Machine Learning Overview

Day 11 _ Activation Function



Activation Functions in Neural Networks

Activation Functions in Neural Networks: Why They Matter

Activation functions are pivotal in neural networks, transforming the input of each neuron to its output signal, thus determining the neuron’s activation level. This process allows neural networks to handle tasks such as image recognition and language processing effectively.

The Role of Different Activation Functions

Neural networks employ distinct activation functions in their inner and outer layers, customized to the specific requirements of the network:

  • Inner Layers: Functions like ReLU (Rectified Linear Unit) introduce necessary non-linearity, allowing the network to learn complex patterns in the data. Without these functions, neural networks would not be able to model anything beyond simple linear relationships.
  • Outer Layers: Depending on the task, different functions are used. For example, a softmax function is used for multiclass classification to convert the logits to probabilities that sum to one, which are essential for classification tasks.
  • Practical Application

    Understanding the distinction and application of different activation functions is crucial for designing networks that perform efficiently across various tasks.

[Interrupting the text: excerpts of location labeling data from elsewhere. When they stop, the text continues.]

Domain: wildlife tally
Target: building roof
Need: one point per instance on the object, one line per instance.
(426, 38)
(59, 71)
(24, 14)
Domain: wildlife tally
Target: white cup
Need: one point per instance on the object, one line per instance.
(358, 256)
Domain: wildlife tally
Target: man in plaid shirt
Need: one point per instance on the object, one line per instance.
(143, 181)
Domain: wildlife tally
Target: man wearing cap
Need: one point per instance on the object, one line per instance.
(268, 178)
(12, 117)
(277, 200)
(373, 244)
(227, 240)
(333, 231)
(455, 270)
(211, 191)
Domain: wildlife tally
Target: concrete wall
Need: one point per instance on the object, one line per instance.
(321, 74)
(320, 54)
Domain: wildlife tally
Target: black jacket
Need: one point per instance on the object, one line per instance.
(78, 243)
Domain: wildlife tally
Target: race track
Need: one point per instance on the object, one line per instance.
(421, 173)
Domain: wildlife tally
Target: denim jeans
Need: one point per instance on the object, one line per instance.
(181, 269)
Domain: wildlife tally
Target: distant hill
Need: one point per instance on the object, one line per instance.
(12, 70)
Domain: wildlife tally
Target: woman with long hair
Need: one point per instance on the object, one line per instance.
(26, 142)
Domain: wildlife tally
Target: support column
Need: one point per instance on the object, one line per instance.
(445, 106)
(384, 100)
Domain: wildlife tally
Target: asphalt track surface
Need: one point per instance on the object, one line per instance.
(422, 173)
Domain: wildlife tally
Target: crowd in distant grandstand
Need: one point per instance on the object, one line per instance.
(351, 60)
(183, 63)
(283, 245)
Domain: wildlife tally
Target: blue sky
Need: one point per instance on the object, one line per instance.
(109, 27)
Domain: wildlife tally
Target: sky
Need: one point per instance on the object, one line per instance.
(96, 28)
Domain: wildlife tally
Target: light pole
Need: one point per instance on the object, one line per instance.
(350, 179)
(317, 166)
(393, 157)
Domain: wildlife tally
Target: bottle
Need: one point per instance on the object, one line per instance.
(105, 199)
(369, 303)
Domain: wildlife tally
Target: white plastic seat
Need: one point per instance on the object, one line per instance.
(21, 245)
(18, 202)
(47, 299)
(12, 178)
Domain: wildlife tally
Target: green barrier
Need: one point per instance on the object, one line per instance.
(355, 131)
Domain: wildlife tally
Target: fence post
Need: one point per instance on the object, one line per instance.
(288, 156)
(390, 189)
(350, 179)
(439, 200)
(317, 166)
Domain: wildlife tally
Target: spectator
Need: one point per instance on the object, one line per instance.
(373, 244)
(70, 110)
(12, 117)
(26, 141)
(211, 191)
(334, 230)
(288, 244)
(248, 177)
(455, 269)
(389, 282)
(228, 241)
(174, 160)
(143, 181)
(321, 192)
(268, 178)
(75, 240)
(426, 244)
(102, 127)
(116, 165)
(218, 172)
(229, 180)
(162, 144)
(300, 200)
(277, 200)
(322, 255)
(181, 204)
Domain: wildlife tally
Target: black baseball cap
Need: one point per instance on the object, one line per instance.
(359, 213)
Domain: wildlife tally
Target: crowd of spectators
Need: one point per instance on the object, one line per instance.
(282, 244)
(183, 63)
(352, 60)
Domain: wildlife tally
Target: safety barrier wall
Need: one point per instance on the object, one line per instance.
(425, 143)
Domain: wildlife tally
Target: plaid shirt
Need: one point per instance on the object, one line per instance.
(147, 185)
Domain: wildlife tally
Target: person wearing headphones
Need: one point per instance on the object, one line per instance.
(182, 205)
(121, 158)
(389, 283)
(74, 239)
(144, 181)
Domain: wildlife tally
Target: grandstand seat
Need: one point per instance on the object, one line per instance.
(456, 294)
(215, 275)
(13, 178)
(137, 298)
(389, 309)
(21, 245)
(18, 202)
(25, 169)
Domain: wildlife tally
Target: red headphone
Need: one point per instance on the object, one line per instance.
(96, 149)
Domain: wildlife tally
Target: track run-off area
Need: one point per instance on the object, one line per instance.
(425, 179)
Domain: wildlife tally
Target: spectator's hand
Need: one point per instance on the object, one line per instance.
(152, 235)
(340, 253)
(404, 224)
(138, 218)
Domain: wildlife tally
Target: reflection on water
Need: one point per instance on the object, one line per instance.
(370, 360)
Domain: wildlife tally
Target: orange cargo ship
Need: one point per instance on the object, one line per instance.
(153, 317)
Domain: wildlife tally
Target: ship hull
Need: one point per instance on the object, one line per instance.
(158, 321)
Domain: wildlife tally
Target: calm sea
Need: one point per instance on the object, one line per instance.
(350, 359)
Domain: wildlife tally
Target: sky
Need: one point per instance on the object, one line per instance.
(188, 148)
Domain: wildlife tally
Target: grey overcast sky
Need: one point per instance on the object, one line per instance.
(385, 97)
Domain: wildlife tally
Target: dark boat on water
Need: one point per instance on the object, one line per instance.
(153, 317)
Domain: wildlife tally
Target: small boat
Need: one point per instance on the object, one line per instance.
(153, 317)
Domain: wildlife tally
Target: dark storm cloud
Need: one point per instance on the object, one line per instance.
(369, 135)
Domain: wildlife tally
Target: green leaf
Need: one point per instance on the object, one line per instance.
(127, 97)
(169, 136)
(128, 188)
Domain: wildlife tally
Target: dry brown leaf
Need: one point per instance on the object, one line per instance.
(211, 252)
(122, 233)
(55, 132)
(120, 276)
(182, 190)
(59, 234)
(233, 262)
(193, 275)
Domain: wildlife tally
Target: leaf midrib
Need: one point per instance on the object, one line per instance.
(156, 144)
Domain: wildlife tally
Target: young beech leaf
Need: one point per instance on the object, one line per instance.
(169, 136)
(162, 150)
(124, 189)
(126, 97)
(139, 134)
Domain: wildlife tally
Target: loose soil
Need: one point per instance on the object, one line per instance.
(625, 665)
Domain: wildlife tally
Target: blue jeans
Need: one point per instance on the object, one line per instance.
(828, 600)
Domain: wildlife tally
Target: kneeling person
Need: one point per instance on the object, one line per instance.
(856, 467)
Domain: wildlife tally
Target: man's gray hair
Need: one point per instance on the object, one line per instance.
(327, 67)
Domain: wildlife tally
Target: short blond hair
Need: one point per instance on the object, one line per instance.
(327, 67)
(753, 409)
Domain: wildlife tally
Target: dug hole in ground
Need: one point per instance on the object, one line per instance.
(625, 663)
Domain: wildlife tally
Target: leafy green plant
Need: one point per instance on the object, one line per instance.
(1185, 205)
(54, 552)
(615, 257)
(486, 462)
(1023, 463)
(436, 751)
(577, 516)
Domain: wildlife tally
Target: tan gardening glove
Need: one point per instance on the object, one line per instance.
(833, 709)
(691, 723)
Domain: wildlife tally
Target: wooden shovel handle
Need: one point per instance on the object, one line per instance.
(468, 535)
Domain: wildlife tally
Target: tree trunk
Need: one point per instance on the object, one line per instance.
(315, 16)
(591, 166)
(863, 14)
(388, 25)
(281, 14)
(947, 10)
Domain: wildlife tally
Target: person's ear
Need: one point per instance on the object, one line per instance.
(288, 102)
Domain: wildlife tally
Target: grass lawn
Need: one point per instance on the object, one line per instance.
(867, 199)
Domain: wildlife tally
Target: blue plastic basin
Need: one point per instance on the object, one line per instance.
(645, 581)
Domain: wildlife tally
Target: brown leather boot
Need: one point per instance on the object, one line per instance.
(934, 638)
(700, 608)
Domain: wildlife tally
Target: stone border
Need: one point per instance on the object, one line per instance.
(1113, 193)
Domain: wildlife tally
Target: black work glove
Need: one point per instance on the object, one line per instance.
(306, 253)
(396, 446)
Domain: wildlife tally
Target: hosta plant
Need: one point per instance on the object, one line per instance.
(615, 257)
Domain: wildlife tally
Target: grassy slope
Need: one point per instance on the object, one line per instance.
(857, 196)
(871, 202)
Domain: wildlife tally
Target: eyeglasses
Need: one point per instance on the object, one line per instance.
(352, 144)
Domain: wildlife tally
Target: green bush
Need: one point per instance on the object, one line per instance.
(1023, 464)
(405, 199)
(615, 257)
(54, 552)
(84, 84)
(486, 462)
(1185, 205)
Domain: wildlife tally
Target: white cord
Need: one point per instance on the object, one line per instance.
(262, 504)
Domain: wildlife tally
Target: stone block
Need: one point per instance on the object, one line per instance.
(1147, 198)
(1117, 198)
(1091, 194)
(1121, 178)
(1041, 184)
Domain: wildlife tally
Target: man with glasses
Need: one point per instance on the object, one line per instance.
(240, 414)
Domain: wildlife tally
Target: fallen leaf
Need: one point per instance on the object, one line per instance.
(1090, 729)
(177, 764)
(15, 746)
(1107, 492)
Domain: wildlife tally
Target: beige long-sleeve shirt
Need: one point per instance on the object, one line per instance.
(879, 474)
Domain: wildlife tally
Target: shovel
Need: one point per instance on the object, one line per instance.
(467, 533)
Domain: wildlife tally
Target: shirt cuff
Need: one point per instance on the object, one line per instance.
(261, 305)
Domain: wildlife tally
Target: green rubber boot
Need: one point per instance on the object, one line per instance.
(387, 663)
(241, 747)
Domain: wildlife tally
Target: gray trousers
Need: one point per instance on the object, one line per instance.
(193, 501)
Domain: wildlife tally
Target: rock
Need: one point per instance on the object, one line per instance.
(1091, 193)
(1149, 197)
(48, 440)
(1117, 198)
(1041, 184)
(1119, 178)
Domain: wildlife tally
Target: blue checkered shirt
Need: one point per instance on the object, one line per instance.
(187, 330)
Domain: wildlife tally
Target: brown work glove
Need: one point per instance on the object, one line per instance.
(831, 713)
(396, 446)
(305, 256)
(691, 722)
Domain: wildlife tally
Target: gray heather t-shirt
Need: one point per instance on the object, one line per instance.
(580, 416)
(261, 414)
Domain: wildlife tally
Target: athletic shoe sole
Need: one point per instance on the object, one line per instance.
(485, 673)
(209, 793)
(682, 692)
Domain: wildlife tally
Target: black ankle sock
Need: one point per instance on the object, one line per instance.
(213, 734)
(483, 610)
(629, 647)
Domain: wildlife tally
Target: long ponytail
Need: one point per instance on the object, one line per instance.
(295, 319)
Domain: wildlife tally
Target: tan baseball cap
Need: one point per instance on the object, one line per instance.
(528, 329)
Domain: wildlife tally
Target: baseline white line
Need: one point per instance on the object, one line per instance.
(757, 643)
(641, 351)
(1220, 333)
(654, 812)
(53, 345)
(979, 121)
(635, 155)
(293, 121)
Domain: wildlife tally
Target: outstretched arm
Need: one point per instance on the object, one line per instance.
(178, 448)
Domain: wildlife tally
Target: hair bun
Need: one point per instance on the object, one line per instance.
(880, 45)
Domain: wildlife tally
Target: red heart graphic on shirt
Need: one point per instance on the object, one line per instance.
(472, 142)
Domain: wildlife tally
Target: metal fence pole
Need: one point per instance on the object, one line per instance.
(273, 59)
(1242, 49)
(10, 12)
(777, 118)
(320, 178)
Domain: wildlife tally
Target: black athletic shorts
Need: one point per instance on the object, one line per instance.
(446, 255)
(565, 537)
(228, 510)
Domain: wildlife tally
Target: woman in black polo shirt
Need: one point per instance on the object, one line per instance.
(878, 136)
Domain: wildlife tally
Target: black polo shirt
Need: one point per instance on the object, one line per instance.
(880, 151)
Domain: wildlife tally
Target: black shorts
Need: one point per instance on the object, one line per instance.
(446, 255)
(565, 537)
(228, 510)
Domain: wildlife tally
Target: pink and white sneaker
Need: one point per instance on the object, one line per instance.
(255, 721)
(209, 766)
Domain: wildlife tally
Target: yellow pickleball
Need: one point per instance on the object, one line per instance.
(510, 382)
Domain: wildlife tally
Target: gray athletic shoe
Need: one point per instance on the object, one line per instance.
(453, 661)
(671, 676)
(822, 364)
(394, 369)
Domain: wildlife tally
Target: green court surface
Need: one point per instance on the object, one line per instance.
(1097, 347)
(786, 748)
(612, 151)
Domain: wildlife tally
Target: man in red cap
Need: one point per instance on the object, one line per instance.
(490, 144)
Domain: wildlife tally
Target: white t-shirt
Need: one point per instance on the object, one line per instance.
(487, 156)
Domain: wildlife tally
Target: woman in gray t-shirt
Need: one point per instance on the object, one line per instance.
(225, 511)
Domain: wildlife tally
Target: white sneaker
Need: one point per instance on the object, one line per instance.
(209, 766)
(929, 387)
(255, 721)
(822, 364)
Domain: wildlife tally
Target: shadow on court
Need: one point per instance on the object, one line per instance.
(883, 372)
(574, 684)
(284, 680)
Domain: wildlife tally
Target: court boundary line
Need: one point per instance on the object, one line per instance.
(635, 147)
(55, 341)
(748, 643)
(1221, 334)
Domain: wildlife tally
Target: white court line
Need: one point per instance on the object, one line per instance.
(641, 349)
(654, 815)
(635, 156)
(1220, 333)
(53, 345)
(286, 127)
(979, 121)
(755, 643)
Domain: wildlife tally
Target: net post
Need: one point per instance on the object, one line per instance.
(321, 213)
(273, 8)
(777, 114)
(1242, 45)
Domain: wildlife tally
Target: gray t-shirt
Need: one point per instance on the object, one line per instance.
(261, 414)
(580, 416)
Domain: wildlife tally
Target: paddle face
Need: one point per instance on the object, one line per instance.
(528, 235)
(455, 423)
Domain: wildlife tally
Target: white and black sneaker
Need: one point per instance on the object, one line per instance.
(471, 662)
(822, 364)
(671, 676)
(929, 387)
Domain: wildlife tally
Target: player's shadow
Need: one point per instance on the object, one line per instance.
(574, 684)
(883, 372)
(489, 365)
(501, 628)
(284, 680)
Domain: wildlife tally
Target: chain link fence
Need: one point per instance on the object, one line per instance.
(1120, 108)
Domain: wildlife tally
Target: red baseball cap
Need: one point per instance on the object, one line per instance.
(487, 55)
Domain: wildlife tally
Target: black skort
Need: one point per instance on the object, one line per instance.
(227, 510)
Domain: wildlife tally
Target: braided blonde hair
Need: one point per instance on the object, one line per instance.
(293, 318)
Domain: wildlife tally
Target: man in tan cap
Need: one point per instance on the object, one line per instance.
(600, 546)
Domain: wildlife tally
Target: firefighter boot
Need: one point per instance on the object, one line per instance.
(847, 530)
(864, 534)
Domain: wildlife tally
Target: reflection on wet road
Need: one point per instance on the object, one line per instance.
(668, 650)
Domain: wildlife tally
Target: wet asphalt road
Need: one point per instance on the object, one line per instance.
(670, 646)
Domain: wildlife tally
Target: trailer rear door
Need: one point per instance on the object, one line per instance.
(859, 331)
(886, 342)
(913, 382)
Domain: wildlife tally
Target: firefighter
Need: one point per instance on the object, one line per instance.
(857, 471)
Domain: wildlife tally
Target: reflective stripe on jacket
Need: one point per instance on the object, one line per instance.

    Neural Network Configuration Example

    Building a Neural Network for Image Classification

    This example demonstrates setting up a neural network in Python using TensorFlow/Keras, designed to classify images into three categories.

    import tensorflow as tf
    from tensorflow.keras.models import Sequential
    from tensorflow.keras.layers import Dense, Flatten, Conv2D, MaxPooling2D
    
    model = Sequential([
        Conv2D(32, kernel_size=(3, 3), activation='relu', input_shape=(64, 64, 3)),
        MaxPooling2D(pool_size=(2, 2)),
        Conv2D(64, kernel_size=(3, 3), activation='relu'),
        MaxPooling2D(pool_size=(2, 2)),
        Flatten(),
        Dense(128, activation='relu'),
        Dense(3, activation='softmax')
    ])
    
    model.compile(optimizer='adam', loss='sparse_categorical_crossentropy', metrics=['accuracy'])
    model.summary()
    

    The code above outlines each step in constructing the network, from input to output, detailing how each layer contributes to the task of image classification. The use of ‘relu’ in hidden layers and ‘softmax’ in the output layer optimizes the model for accuracy and efficiency.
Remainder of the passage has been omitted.